ROSALES-SILVA’S PERSONAL APPROACH TO BORDERS
Sargent’s Daughters gallery presented Border Logic, Carlos Rosales-Silva’s debut on Los Angeles.
Based in New York but born and raised in El Paso, TX, Rosales-Silva’s abstract and highly textural work references the complex visual histories found in the architecture, landscapes, and vernacular cultures of the Mexican-American borderlands.
Rosales-Silva’s works juxtapose a variety of textures, further defined as fields of saturated color and inter-locking abstract forms. These varied surfaces include the stucco-like impasto of acrylic paint blended with particles of glass and stone, the hard edge of machine-cut plastic, and the roughness of individually placed rocks. Though the compositions are occasionally on the edge of being recognizable as architecture or landscape, the shapes resist categorization as foreground or background and instead produce a space of disorientation.
For Rosales-Silva, this disorienting abstraction is a means of shattering the logic of binaries and borders. As the artist states, “Having grown up a child of immigrants along the border of the United States and Mexico, alongside the Tigua Indigenous people’s reservation, I am overly familiar with the brutal logic of borders and categorization. I am comfortable crossing definable lines. Abstraction is a space where the binaries created by a border logic can be shattered.”

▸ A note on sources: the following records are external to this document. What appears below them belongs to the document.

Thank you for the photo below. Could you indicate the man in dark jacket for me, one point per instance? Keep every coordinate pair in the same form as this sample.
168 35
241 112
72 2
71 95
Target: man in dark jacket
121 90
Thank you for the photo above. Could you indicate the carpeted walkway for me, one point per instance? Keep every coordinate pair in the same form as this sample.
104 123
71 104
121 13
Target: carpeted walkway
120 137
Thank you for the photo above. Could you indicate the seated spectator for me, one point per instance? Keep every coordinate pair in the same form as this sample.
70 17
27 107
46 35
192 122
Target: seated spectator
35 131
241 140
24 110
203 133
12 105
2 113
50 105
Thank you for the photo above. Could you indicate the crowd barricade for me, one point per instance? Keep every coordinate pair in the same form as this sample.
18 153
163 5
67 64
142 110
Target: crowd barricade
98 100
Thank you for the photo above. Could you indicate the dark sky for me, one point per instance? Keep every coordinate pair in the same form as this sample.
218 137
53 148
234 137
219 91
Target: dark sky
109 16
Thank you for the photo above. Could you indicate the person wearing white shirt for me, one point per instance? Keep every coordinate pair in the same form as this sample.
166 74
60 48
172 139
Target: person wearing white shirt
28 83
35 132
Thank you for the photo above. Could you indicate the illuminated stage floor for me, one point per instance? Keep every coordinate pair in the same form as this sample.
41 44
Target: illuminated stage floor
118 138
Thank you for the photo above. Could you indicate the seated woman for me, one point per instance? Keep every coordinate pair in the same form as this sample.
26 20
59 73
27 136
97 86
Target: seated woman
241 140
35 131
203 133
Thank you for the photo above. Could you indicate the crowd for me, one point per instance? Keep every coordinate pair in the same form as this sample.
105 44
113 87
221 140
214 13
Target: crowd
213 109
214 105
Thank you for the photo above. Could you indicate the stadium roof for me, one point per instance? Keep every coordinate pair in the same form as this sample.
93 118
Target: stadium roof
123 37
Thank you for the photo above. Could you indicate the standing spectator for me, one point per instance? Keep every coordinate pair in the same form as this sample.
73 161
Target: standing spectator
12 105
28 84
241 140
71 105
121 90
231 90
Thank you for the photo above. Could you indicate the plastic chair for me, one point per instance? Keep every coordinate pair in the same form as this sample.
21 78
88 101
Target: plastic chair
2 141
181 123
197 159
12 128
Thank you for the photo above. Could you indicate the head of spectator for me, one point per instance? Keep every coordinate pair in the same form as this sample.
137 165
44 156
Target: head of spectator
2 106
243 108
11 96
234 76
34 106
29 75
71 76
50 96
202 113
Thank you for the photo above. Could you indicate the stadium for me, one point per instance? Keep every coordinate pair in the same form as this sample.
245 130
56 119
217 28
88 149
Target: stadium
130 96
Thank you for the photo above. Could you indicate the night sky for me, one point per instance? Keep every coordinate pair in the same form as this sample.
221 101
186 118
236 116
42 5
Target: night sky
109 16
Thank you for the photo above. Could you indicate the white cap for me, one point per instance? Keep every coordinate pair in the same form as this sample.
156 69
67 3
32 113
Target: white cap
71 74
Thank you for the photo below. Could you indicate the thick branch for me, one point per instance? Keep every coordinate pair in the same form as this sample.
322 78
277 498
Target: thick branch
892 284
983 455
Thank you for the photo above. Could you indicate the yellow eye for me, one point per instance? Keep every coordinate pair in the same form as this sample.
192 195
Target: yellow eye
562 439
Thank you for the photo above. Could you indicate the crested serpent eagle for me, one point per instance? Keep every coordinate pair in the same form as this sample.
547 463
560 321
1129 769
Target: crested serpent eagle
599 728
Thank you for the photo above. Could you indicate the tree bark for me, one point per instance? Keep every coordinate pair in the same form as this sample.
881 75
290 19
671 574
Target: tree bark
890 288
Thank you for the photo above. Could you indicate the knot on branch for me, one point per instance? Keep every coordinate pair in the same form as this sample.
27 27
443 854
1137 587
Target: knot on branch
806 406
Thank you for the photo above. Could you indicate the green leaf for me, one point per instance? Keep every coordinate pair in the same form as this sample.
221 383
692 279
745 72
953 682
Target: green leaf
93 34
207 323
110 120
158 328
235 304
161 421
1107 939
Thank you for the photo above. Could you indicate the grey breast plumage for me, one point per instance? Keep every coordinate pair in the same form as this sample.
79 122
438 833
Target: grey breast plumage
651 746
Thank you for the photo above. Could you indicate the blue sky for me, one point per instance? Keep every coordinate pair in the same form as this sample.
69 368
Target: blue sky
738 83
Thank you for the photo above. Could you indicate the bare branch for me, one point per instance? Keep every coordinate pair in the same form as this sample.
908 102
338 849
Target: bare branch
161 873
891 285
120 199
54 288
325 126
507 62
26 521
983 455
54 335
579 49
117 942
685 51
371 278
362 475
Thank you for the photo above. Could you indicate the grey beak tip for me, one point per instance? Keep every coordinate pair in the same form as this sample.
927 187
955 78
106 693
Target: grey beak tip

Rosales-Silva is deeply interested in and inspired by the artists and architects who worked in the mid-twentieth century and cited European modernism’s original sources in Indigenous design, referencing traditional Mexican craft and material culture. In particular, Rosales-Silva references Max Cetto, who fled Nazi Germany and continued his Bauhaus-trained architectural practice in Mexico, Juan O’Gorman, who adorned UNAM with its iconic stone mosaics, and Ricardo Legoretta, student of Luis Barragan, who built one of the most influential and sought after commercial architectural firms in North America. Josef Albers, a student of the Bauhaus and one of the most recognized modernists in Western art history, was obsessed with Mexico and in his work on color theory, influenced by Mexican art, he posited that the way we perceive a color is by seeing the colors which surround it. In turn, Rosales-Silva has been profoundly influenced by this concept of interdependence.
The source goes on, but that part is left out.